SELECT * FROM creds WHERE username='%s' AND password='%s'; -- The SQL statement
-- A suitable password for the superadmin user is:
-- '/**/|/**/null/**/is/**/null;--
-- This works as an or statement is given, the is statement for null and null is true, and open and closed comments are seen as a space.
-- When the SQL is injected, it looks like this:
SELECT * FROM creds WHERE username='superadmin' AND password='' | null is null;-- ';

Steganography involves finding hidden information within a file. Mainly this involved finding hidden information within an image. I did not actually solve anything within this category, however I did need to look at meta tags (exif data) for other challenges.

Reverse Engineering involves manipulating the code within a program without changing it to give access to otherwise inaccessible information. I also did not do any of these challenges, so I have nothing to comment on them, other than that they are my least favorite.

I did all of our teams open-source intelligence questions. These were my favorite. The main questions involved a kidnapping, with picture clues to find the location of the kidnapper.

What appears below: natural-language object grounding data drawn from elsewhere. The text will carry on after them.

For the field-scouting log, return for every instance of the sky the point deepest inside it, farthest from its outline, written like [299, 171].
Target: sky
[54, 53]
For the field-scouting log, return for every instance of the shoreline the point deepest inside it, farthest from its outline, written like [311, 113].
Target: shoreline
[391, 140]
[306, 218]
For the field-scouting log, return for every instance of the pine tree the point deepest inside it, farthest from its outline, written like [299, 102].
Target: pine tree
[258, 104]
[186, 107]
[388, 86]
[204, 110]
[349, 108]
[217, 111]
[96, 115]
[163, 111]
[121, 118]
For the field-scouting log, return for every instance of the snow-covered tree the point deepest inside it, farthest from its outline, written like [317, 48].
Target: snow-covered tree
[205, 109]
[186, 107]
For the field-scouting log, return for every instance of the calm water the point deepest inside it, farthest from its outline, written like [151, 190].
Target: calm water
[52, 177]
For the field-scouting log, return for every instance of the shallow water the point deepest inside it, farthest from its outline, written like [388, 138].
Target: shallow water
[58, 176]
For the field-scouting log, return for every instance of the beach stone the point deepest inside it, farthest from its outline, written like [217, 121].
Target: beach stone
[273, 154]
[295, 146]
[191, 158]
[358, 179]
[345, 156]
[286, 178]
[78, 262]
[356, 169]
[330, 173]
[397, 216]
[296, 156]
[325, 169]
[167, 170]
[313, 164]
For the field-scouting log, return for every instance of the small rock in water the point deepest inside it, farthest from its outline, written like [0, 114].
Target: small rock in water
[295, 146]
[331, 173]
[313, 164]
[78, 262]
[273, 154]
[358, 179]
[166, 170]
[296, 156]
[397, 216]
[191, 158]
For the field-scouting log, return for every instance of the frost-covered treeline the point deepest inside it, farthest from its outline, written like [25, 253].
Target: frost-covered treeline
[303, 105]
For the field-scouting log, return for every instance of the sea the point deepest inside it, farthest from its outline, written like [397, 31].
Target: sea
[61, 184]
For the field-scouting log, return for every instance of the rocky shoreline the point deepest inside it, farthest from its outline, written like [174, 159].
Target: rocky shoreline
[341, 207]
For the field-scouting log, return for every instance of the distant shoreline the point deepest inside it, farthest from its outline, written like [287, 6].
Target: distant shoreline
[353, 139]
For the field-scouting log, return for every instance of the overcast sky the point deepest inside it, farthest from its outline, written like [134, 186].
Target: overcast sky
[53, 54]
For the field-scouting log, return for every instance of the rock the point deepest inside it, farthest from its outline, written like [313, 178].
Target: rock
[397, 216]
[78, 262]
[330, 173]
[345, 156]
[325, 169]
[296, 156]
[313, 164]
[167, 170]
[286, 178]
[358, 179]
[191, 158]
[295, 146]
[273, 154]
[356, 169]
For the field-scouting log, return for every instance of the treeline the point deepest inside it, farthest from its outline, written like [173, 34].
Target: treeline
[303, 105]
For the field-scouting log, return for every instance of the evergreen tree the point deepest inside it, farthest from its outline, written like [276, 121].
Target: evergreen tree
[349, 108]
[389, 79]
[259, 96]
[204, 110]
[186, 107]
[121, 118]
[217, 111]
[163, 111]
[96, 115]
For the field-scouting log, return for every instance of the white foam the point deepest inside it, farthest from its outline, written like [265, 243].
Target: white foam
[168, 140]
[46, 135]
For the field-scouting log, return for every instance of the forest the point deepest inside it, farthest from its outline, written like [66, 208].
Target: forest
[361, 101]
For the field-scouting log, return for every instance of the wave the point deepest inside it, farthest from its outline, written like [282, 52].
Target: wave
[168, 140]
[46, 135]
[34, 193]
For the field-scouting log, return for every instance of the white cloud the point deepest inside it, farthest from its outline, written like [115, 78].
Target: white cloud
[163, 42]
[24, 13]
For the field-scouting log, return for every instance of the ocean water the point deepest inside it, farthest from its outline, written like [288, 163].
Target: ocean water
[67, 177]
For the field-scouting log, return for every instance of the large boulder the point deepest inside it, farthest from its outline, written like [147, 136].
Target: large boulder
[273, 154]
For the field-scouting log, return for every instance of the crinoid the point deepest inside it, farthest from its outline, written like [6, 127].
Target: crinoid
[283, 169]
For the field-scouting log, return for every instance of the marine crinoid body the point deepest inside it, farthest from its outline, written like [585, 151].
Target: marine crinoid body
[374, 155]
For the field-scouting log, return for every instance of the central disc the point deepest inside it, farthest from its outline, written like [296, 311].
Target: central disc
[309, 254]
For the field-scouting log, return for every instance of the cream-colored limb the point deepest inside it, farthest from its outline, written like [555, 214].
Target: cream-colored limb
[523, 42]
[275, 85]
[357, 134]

These were fairly easy as google maps made it easy to find the landmarks in the images. The most enjoyable one of these was finding the flight number of the kidnapper. We were given a time frame and a location, then we had to fight number based on their current location. It was rather easy, but was less mind-numbing than scanning streets on Google Earth.

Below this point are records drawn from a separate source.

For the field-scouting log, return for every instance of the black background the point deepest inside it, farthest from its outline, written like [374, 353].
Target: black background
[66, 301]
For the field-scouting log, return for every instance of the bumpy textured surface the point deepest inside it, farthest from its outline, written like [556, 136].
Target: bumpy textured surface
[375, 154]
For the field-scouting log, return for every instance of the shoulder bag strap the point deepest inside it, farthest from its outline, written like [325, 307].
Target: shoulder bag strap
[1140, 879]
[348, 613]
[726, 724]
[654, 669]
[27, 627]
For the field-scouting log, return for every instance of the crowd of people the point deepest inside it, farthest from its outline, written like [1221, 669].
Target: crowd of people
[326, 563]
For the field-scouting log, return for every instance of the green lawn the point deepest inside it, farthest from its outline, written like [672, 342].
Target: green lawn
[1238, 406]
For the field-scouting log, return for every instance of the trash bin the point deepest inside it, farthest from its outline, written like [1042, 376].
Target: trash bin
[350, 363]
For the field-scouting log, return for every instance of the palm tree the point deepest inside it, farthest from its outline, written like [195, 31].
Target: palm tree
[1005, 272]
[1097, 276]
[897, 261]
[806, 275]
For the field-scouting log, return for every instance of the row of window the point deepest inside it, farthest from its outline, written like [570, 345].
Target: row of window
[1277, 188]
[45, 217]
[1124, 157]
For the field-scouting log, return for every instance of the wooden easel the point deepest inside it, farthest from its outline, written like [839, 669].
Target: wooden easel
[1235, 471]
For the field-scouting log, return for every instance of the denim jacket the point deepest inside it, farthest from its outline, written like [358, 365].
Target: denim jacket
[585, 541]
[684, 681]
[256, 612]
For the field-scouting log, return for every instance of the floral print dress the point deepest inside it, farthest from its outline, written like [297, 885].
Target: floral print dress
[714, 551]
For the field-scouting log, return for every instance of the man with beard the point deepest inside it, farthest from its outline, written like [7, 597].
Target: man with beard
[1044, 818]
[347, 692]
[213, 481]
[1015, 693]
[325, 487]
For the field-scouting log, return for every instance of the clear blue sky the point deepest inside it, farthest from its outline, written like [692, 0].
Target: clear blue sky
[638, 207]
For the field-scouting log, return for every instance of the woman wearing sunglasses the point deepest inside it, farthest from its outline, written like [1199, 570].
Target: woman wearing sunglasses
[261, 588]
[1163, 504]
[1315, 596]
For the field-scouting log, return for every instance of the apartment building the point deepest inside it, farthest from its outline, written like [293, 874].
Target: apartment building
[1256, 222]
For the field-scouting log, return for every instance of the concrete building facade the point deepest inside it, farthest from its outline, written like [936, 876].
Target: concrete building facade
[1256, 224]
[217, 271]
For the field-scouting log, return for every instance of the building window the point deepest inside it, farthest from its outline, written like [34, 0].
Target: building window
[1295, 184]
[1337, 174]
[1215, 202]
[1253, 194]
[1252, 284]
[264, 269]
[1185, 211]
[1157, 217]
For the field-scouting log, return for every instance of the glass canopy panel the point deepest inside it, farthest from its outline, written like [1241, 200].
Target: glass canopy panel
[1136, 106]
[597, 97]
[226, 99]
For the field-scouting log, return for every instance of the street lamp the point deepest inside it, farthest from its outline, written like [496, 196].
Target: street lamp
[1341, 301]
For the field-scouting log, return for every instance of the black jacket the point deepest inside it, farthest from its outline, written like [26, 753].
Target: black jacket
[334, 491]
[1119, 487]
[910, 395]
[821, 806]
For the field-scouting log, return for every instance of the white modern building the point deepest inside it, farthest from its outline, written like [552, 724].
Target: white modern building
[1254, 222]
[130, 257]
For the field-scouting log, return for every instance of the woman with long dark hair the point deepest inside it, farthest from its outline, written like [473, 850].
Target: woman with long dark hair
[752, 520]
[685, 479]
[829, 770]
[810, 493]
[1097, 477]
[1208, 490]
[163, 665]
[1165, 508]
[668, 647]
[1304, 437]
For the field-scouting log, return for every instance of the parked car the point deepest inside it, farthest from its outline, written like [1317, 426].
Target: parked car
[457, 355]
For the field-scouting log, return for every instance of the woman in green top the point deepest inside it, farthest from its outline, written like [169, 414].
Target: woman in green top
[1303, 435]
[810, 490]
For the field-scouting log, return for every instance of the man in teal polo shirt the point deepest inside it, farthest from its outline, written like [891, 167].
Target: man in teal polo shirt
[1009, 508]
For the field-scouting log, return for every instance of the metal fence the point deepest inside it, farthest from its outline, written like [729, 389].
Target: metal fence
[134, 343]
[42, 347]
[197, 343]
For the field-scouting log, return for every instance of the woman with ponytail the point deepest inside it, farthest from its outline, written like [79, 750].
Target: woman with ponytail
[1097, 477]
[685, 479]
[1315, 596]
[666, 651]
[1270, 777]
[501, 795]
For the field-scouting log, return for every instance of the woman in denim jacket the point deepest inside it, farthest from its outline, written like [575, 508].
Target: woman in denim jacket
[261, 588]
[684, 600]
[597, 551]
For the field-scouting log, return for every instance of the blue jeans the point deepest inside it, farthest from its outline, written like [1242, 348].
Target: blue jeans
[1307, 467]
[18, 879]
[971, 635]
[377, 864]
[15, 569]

Cryptography involves decrypting encrypted messages to obtain the original message. Honestly, I did not even try to do any of these questions - they were targeted by other team members.

Reflection

Do you think you did your part?

Looking over all the challenges I did, I am realizing that I did all the easy challenges. My main source of points was from open-source intelligence, which were solved by most teams. The other challenges that I did were similarly easy - I generally targeted the challenges with the most solves. I definitely got over 1/4 of the points for the team, but I was doing the easy problems - anyone in the team could have done these. What I added was support for the team, as I was generally the one helping them with their issues and providing suggestions. I think I played my role, however I would have liked to be the person who did all the hardest questions and got all the points.

Did you enjoy PeCan?

The fact that the competition ran for six and a half hours was not overly enjoyable - my mind was numb throughout most of it. However, the CTF format really worked for me. Personally, I enjoy doing self-directed tasky learning like math textbooks, and grok learning. The CTF format is very similar to these - you are given a plethora of task, and there is only one answer to solve each of them. This is much better for me than listening to a presentation, or reading an article. I have continued to do some CTF challenges on picoCTF, which is continuing my learning about cyber-security.